Michael Nesmith and Micky Dolenz of The Monkees will launch a new tour and release their first-ever live album as a duo on April 3. Billed as “An Evening With The Monkees,” the tour will feature songs that span the band’s entire 50+ year career – from their 1966 self-titled debut to 2016’s Good Times.
“An Evening With The Monkees” is the latest chapter in Monkee-mania, a saga that began in 1965 when four young men were cast in a television show about a struggling rock band that was inspired by the Beatles’ A Hard Day’s Night. Few could have predicted the impact the Monkees would have on music and pop culture at large, one that still reverberates more than 50 years later.

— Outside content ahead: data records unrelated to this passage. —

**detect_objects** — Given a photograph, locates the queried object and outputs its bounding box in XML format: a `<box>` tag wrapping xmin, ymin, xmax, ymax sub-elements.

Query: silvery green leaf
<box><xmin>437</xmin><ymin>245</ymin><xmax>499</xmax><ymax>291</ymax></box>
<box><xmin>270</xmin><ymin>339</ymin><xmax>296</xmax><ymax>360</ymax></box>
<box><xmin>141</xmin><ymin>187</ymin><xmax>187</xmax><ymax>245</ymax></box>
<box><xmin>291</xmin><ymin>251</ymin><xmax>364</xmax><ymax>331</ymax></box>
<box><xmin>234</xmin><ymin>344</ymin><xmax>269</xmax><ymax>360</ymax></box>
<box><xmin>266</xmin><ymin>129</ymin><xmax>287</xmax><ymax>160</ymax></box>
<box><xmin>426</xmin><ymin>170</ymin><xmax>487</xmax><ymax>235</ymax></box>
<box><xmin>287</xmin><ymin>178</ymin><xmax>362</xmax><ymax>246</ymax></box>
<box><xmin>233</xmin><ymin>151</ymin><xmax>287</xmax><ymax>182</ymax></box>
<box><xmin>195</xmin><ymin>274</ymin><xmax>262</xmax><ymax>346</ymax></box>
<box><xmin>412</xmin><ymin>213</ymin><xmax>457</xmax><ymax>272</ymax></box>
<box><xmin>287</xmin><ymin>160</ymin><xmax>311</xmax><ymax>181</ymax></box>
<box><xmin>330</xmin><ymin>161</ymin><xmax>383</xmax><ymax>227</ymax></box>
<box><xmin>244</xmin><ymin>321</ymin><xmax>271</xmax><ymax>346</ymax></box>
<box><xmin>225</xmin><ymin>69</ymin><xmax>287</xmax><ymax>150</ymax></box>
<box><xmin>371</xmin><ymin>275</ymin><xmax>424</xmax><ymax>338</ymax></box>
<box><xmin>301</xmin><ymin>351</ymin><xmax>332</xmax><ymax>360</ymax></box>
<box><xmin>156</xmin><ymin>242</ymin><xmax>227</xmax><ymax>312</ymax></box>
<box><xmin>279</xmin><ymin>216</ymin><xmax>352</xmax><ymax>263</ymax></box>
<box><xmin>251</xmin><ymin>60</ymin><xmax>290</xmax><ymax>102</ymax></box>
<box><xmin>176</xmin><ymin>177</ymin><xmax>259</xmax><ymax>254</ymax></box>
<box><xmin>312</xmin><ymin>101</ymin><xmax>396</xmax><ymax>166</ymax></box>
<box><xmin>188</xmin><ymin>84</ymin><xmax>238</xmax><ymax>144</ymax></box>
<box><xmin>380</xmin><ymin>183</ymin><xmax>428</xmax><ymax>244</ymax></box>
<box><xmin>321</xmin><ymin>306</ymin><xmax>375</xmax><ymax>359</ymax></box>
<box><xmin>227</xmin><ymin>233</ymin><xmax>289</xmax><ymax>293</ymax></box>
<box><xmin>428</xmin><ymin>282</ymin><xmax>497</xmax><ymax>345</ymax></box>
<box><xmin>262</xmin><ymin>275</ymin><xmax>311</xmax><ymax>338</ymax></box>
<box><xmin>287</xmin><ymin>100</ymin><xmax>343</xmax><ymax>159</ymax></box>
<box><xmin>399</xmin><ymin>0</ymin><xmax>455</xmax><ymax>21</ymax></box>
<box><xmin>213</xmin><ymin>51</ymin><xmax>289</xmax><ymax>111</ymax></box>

Formed in Los Angeles for the eponymous television series, the quartet of Dolenz, Nesmith, the late Peter Tork and the late Davy Jones brought a singular mix of pop, rock, psychedelia, Broadway and country to their music. The Monkees’ first single, “Last Train To Clarksville,” was released in 1966 and quickly headed for the top spot of the Billboard charts as a part of the band's self-titled debut album, where it would ultimately sit for 13 of the 78 weeks it remained in the Top 200. (Two decades later, in the midst of a new burst of Monkee-mania, The Monkees popped back onto the charts, bringing the total number of weeks to 102.)
By the time the series aired its final new episode on March 25, 1968, the Monkees had seen three further albums top the charts — More of the Monkees, Headquarters, and Pisces, Aquarius, Capricorn & Jones, Ltd. All were released in 1967, staggeringly enough, racking up several more hit singles, with “I’m A Believer,” “(I’m Not Your) Steppin’ Stone,” “A Little Bit Me, A Little Bit You,” “The Girl I Knew Somewhere,” “Pleasant Valley Sunday,” “Words,” “Daydream Believer,” “Valleri,” and “Tapioca Tundra” all finding their way into the Billboard Top 40. The final tally: 16 million albums and 7.5 million singles sold in a mere 2 1/2 years.
After the series’ two-season run, the group went on to star in the cult feature film Head (co-written by Jack Nicholson) and a TV special (33 1/3 Revolutions per Monkee) while also continuing to record new material. But as the ’60s gave way to the ’70s, the members of the Monkees eventually gave in to their individual musical interests and went their separate ways . . . for awhile.
In February 1986, after MTV broadcast a marathon of The Monkees, Dolenz, Jones, and Tork reunited for a 20th anniversary tour, with Nesmith joining them onstage for the Los Angeles date of the tour. In 1996, all four members of the group reunited for a new album (Justus) and TV special (Hey, Hey, It’s the Monkees).